The Bad: By the time the bridge of “War” arrives, you might feel just the same way Sick Puppies seem to: lost and not too interested in what’s going on. “I Hate You” is not a bad song, just a boring, uninspiring song that we’ve all heard before. “Riptide” is Sick Puppies’ finest rendition of “Brain Stew”, and do you really want to rehash another band rehashing “Brain Stew”? Regardless, the dynamics of “Riptide” would have benefitted greatly from running with the ambient segues of both the bridge as well as the final chorus. One of Shim’s rare vocal flaws arises out of “Odd One”, where his sudden rise in pitch feels too abrupt, too late. I find the bridge of “Survive” to be rather peculiar, a progression mirrored in the outro for a giant letdown, especially after Shimon’s cry, “Now bring this fuckin’ place down!” Make sure you drive home “Don’t Walk Away” before you drive onward through ‘Tri-Polar’, and you may notice that a certain Incubus classic seems to drive this song. Overall, ‘Tri-Polar’ is just okay, nothing special, not terrible, but not amazing.

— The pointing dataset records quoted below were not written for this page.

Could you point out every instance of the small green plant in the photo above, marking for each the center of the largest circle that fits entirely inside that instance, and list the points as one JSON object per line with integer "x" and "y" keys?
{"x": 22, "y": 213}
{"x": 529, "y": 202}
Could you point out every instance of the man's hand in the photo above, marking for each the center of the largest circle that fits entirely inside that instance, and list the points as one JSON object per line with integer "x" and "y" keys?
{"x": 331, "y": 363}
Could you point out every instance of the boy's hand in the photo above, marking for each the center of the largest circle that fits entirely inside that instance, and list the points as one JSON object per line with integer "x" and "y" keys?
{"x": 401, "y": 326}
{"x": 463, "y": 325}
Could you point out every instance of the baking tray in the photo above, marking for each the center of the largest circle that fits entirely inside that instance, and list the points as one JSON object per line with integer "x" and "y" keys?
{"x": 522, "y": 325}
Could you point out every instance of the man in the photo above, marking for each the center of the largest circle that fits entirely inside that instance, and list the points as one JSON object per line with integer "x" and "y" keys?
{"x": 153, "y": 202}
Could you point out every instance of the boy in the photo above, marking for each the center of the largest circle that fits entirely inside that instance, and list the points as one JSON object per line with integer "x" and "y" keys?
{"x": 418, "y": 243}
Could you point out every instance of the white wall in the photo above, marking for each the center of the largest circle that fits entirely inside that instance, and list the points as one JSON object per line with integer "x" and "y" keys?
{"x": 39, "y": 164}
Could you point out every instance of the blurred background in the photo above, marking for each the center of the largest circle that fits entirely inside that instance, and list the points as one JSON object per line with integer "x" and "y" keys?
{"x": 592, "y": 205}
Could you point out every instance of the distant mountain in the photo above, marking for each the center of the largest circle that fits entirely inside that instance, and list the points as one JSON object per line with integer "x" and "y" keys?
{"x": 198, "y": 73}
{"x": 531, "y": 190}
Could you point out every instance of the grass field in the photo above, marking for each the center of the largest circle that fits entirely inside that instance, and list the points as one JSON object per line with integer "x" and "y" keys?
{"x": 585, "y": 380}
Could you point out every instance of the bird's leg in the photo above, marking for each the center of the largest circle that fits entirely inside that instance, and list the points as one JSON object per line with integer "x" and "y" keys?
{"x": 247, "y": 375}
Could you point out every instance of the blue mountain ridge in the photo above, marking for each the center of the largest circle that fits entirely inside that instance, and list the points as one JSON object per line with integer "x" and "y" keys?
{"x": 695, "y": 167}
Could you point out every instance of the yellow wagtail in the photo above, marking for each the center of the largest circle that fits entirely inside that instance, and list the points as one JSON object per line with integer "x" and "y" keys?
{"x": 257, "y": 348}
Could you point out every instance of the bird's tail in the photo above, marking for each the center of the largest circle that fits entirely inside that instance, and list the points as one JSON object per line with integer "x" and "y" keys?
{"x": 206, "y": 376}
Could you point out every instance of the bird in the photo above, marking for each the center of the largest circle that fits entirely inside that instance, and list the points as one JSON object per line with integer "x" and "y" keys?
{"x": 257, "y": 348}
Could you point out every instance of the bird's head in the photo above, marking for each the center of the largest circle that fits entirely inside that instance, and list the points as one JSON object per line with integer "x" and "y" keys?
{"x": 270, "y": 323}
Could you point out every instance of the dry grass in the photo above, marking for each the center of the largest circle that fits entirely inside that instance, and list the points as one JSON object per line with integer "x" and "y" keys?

Bottomline: Sick Puppies do their thing on ‘Tri-Polar’ and I have to hand it to the band for reaching within themselves, pulling out their blood, sweat, desire, hardship, and heartbreak, and balling it up into 46 minutes of raw, impassioned, adrenaline-filled feral emotion. Too bad ‘Tri-Polar’ is not nearly as moving as Sick Puppies make it out to be.